Garrot à œil d’or Bucephala clangula (Linnaeus, 1758)

Bucephala clangula (Linnaeus, 1758) ou le Garrot à œil d’or est un canard de la famille des Anatidae.

Il mesure de 40 à 48 cm, pour une envergure de 62 à 77 cm.
Ce canard est trapu.
Sa tête est ronde et grosse.
Le cou est assez court.
La calotte est un peu conique.
Son bec est assez petit et triangulaire.
Le miroir est blanc. Le reste du dessous des ailes noirâtre.
Il a beaucoup de blanc à l’avant de l’aile chez l’adulte.
Le mâle nuptial a une tête noire à reflet vert. Il a une grande tâche lorale ovale et blanche. Son œil est jaune. La poitrine et les flancs sont blanc brillant. L’arrière et une grande part des côtés du dos sont noirs. Les étroits traits scapulaires noirs descendent jusqu’au flanc blanc.
La femelle adulte a une tête brune. Son œil est jaune clair. Le collier et le ventre sont blancs.
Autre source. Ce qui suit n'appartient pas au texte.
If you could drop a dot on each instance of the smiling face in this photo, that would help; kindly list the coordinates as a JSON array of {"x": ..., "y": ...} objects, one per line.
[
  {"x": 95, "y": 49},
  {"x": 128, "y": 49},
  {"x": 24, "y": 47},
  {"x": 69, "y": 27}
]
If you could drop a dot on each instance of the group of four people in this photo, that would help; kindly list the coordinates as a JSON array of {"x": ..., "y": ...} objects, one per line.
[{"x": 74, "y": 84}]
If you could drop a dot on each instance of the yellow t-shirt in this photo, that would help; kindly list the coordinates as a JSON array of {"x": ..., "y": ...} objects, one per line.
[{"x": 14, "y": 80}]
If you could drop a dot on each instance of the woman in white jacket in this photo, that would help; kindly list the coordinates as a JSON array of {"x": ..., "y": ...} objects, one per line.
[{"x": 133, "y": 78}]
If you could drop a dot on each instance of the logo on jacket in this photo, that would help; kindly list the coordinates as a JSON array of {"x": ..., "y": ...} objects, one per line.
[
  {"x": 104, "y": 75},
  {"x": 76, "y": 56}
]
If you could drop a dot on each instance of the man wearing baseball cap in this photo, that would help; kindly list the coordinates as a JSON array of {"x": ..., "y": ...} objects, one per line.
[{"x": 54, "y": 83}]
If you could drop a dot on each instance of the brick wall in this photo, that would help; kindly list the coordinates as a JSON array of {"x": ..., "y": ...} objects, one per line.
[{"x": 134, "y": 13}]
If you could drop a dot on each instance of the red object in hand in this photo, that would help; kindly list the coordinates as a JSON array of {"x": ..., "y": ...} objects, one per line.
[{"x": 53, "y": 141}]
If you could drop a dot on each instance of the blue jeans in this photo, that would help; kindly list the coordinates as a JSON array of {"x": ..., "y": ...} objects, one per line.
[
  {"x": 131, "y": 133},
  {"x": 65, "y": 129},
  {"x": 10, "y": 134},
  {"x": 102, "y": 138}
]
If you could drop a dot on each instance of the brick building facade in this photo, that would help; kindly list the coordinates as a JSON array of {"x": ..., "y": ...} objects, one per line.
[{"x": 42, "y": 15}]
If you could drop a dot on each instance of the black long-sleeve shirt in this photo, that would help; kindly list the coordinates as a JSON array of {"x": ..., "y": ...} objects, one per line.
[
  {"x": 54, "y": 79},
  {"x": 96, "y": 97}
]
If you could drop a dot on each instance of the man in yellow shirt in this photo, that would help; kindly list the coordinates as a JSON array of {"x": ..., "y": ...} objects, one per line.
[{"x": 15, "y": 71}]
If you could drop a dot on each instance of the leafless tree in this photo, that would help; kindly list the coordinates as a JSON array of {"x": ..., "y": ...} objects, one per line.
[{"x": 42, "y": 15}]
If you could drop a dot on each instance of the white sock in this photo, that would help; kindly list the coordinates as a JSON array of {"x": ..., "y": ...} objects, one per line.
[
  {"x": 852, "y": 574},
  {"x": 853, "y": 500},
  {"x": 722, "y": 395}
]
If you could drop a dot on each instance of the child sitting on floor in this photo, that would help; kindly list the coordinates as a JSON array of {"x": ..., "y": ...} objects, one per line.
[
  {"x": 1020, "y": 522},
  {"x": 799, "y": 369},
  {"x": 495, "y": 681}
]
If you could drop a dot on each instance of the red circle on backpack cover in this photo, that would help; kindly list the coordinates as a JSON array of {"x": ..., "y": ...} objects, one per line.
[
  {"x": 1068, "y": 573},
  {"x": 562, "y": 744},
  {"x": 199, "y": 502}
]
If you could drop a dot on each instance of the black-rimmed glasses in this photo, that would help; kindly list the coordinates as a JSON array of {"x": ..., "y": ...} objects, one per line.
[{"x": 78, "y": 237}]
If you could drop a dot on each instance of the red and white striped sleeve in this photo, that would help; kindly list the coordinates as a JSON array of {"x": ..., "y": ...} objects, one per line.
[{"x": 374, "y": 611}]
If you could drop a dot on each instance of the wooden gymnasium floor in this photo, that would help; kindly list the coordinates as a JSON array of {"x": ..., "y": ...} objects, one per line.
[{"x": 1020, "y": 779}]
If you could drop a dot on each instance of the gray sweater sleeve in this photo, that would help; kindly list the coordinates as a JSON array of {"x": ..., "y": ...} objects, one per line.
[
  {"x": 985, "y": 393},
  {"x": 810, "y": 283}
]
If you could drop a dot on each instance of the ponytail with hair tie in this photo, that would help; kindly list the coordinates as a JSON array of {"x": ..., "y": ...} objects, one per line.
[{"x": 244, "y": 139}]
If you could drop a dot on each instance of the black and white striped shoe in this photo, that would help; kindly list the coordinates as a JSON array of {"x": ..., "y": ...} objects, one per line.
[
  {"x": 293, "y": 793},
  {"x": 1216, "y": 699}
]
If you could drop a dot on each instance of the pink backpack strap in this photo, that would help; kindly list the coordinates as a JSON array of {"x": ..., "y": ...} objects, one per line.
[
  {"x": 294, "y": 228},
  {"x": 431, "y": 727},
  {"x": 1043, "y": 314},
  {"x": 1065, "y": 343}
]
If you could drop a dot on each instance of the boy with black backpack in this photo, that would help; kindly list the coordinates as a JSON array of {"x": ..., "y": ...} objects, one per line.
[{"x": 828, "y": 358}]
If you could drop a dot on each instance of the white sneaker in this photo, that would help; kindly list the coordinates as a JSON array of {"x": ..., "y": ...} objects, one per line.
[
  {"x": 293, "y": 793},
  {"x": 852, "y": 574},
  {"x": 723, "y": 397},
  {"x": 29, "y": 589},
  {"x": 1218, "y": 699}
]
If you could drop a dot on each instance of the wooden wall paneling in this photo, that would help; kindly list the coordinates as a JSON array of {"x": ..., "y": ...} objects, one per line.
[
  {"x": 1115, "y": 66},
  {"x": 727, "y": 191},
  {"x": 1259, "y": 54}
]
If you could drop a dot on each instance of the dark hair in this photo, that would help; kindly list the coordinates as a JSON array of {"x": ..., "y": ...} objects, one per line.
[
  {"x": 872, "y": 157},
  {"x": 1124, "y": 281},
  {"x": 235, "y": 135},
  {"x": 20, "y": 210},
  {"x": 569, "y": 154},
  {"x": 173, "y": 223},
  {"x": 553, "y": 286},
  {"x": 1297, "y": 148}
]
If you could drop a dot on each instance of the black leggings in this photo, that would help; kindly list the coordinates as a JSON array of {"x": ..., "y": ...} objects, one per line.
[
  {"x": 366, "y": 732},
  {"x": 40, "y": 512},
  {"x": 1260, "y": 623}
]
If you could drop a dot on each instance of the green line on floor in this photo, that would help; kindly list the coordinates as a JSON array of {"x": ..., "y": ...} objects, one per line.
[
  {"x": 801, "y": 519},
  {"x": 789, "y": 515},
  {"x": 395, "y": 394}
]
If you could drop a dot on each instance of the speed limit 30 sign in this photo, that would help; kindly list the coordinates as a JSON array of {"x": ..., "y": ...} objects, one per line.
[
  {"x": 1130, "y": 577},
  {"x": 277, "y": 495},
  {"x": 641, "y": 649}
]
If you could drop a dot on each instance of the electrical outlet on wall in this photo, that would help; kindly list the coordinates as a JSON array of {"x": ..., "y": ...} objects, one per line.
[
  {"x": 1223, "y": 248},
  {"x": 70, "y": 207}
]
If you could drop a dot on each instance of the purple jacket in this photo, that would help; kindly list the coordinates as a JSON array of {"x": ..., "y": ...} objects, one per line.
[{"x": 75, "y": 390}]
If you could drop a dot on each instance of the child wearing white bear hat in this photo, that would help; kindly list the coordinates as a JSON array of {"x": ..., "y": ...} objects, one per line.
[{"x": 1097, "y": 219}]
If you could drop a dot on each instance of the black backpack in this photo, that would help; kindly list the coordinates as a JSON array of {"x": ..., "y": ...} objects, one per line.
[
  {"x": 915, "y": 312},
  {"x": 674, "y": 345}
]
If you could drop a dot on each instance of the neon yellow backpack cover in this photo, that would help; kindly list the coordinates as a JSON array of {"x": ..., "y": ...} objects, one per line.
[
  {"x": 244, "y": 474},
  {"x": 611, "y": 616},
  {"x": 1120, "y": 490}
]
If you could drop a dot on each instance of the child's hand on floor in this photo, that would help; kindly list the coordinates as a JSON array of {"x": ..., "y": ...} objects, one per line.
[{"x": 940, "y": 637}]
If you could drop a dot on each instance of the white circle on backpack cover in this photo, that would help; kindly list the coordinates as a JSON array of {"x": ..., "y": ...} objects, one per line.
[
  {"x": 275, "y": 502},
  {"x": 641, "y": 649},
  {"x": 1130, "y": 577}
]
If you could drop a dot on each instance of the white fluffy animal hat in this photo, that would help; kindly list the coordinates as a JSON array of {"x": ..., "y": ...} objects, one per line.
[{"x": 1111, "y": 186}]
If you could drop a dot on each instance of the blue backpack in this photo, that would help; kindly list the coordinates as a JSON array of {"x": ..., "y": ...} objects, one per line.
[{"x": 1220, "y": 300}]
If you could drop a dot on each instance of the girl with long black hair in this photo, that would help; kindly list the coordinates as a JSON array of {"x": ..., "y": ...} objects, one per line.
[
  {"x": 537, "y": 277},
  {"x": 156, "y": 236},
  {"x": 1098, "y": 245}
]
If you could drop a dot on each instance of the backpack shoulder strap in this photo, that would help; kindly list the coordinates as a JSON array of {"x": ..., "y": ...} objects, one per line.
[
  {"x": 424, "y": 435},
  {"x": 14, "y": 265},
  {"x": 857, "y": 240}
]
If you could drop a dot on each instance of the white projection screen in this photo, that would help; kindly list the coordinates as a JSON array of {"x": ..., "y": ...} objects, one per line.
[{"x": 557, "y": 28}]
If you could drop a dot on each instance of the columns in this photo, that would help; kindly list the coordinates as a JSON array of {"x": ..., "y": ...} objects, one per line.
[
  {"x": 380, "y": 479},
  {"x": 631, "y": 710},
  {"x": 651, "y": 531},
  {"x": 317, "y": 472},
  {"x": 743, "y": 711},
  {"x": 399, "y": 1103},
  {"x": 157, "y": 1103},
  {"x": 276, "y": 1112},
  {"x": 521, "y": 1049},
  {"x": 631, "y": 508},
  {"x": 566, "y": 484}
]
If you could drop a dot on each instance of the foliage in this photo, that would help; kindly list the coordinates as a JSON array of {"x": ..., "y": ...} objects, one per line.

La poitrine et les flancs sont gris cendré. Le bec est foncé avec une bande jaunâtre au bout en période de nidification. Il est habituellement tout sombre le reste de l’année.
Le mâle adulte en éclipse est comme la femelle adulte, mais la tête est plus terne et le plis gris brunâtre. Il n’a pas de collier blanc. Le mâle juvénile a le dessin des ailes de la femelle adulte. La femelle juvénile a moins de blanc.
Le mâle en parade émet un « bii-biiitch » nasillard, généralement accompagné d’un « drruddrir » bas, grinçant et sec. Les femelles émettent un grognement sonore « brra... brra... brra... » très semblable à celui de la femelle de Fuligule morillon mais un peu plus lent et plus doux.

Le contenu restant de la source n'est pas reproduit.